Bibi Ferreira sai hoje de cena, aos 96 anos, mas não vai sozinha. Com ela, saem também de cena Piaf, Joana, Dolly, Amália, Eliza Doolittle e tantas outras personagens e cantoras – reais ou fictícias – que essa extraordinária atriz carioca chamada Abigail Izquierdo Ferreira (1º de junho de 1922 – 13 de fevereiro de 2019) encarnou em musicais de teatro e em shows ao longo dos 76 anos de impagável atuação nos palcos do Brasil.
Entre 1941 e 2017, ano do retrospectivo show Por toda a minha vida – La dernière tournée, Bibi foi quem escolheu ser. Era primordialmente atriz, mas foi também cantora – de repertório poliglota que incluía temas até em alemão e em grego! – apresentadora de TV e diretora de shows de intérpretes como Maria Bethânia. Uma artista multimídia, quando este termo ainda nem havia sido inventado.
Com o talento versátil, Bibi foi fundamental para fazer o público do teatro brasileiro gostar de musicais, gênero que a atriz abraçou com força a partir da primeira metade da década de 1960. Era capaz de fazer todo mundo acreditar que ela era mesmo Piaf, Dolly e a trágica Joana, entre tantas outras personagens de musicais que transcenderam a época da encenação para ficar na memória afetiva das artes do Brasil. Um episódio ilustra esse talento singular. Quando estreou o show em que personificava a cantora portuguesa Amália Rodrigues (1920 – 1999), diva maior do fado, Bibi fez tão bem o papel de Amália como cantora, falando como se fosse a fadista ao longo de toda a apresentação, que ao abandonar o sotaque português ao fim do show, para saudar o público, foi ovacionada pela embevecida plateia que lotava a casa Ribalta, na cidade do Rio de Janeiro (RJ), numa noite de junho de 2001. O público aplaudiu porque percebeu ali, naquele instante, a dimensão imensurável de um talento que extrapolava qualquer expectativa. Bibi Ferreira era assim. Quando encarnou a cantora francesa Edith Piaf (1915 – 1963) em musical de teatro estreado em 1983 e, anos depois, transformado em show, Bibi conseguiu a proeza de cantar Piaf com a mesma dimensão dramática e vocal das interpretações da diva francesa.
Além da afinação, Bibi tinha notável senso rítmico, o que a possibilitava cantar um samba de Noel Rosa (1910 – 1937) com o mesmo perfeccionismo com que dava voz ao cancioneiro magistral criado por Chico Buarque para a peça Gota d'água (1975), marco do teatro musical brasileiro e um dos muitos ápices da trajetória da artista. Perpetuado em alguns discos com os números e textos dos espetáculos musicais, a arte de Bibi Ferreira foi e é tão grande que não cabe em palavras e nem mesmo em um palco.
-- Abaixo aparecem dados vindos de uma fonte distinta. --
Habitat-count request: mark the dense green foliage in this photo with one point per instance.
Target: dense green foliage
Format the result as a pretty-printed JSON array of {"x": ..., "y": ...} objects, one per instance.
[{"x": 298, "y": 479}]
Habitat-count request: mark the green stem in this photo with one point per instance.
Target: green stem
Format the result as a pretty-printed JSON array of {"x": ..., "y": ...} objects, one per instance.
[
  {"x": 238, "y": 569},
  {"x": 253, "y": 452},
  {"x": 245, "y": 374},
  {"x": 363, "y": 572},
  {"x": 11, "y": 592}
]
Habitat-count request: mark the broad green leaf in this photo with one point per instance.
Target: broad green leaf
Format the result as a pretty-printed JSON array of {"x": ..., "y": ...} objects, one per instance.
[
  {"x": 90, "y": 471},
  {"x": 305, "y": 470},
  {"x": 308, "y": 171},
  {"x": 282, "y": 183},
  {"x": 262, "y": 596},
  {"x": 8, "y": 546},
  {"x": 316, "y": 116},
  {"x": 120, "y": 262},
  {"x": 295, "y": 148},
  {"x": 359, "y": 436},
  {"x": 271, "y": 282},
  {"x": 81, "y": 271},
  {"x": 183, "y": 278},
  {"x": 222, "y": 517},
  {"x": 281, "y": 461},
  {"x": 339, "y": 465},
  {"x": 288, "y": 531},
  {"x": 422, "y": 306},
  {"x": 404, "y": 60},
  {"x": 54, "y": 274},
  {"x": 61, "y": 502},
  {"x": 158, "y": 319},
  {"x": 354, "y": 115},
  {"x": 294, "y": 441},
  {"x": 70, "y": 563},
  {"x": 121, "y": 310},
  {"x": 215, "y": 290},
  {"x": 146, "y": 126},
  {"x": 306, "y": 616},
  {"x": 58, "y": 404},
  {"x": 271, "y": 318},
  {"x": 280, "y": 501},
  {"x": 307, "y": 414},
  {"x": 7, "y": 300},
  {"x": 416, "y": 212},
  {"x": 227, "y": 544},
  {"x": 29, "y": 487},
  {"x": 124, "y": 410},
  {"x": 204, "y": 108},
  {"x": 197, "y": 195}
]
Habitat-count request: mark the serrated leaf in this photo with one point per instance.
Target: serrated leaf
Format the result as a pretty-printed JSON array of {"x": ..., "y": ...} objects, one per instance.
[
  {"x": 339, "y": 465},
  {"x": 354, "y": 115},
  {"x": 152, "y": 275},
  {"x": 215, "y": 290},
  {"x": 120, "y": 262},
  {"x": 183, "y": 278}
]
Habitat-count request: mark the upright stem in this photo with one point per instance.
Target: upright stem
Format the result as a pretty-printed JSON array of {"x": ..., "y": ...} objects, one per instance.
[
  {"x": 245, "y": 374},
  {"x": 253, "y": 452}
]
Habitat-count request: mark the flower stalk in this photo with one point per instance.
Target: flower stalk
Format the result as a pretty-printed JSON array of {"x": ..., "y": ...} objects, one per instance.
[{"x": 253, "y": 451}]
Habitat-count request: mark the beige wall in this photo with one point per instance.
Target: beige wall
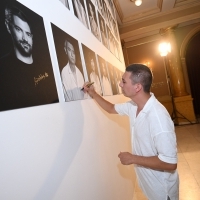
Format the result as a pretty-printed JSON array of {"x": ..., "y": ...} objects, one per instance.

Bibi Ferreira é transcendental.
Quando a atriz paulista Cacilda Becker (1921 – 1969) saiu de cena, há 50 anos, o poeta Carlos Drummond de Andrade (1902 – 1987) subverteu a regra gramatical da língua portuguesa ao resumir a notícia na frase "morreram Cacilda Becker".
Para Bibi Ferreira, vale o mesmo. Essa atriz e cantora multidimensional foi muitas em uma só sem nunca deixar de ser única, inigualável. Enfim, Bibi Ferreira "saíram" de cena para entrar na eternidade.